Impinj is making a new RFID chip based on the long-awaited Generation 2 specification, which EPCglobal is expected to ratify by year's end.
Impinj Inc., a designer of radio-frequency identification chips and semiconductor intellectual property, is getting ready to introduce an RFID tag based on the newly completed Generation 2 specification, which EPCglobal Inc. is expected to approve shortly.
The RFID market won't take off until the industry solves the tough performance issues, including interference that can occur from multiple readers or noise created by other RF systems, says Impinj's CEO William Colleran. The major benefits of Gen2 tags over tags based on EPCglobal's Class 0 and Class 1 specifications include throughput that is three to 10 times faster, global compliance, improved security with better password protection, and dense-reader operation, which enables 50 or more readers per kilometer to operate without interference, according to Dr.

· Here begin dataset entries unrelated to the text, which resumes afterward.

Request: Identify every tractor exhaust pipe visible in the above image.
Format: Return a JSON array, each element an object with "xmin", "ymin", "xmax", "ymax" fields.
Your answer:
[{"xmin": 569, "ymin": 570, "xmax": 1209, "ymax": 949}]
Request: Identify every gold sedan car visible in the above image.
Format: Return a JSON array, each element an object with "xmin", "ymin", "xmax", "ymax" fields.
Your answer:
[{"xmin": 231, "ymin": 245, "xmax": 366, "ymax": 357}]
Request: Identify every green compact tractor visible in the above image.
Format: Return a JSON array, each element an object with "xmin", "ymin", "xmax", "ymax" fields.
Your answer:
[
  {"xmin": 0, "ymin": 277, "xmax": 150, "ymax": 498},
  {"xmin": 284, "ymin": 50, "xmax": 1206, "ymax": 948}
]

Chris Diorio, co-founder of Impinj and co-chairman of the EPCglobal Hardware Action Group, which is responsible for creating the Gen2 specification. "Our goal with Gen2 is to produce a single, worldwide UHF standard and to deliver a low-cost, high-performance RFID system," Diorio says.
Impinj's next-generation tag, the Gen2 RainierRFID chip, will be available in the first quarter of 2005. For companies who haven't yet implemented RFID, Impinj recommends they start using its Class 0 ZumaRFID chip, which has read and write capabilities and a password-protected 24-bit "kill" switch so the tag can be destroyed, and then later transitioned to a new chip. Tinier than the ZumaRFID chip, the Gen2 RainierRFID chip is designed for noisy environments and 32-bit kill-and-access passwords, according to Diorio.
Impinj also is working with system developers and engineers to develop readers, software, and systems integration for the Gen2 spec.
Impinj, along with Applied Wireless Identification, Intermec, Philips Semiconductor, and Texas Instruments, participated in the final Gen2 demonstration tests on Dec. 2. The specification has moved to EPCglobal's business and technical committees for ratification, and will then be passed to its board of governors, which has the power to fully ratify the specification. EPCglobal expects this to happen by year's end.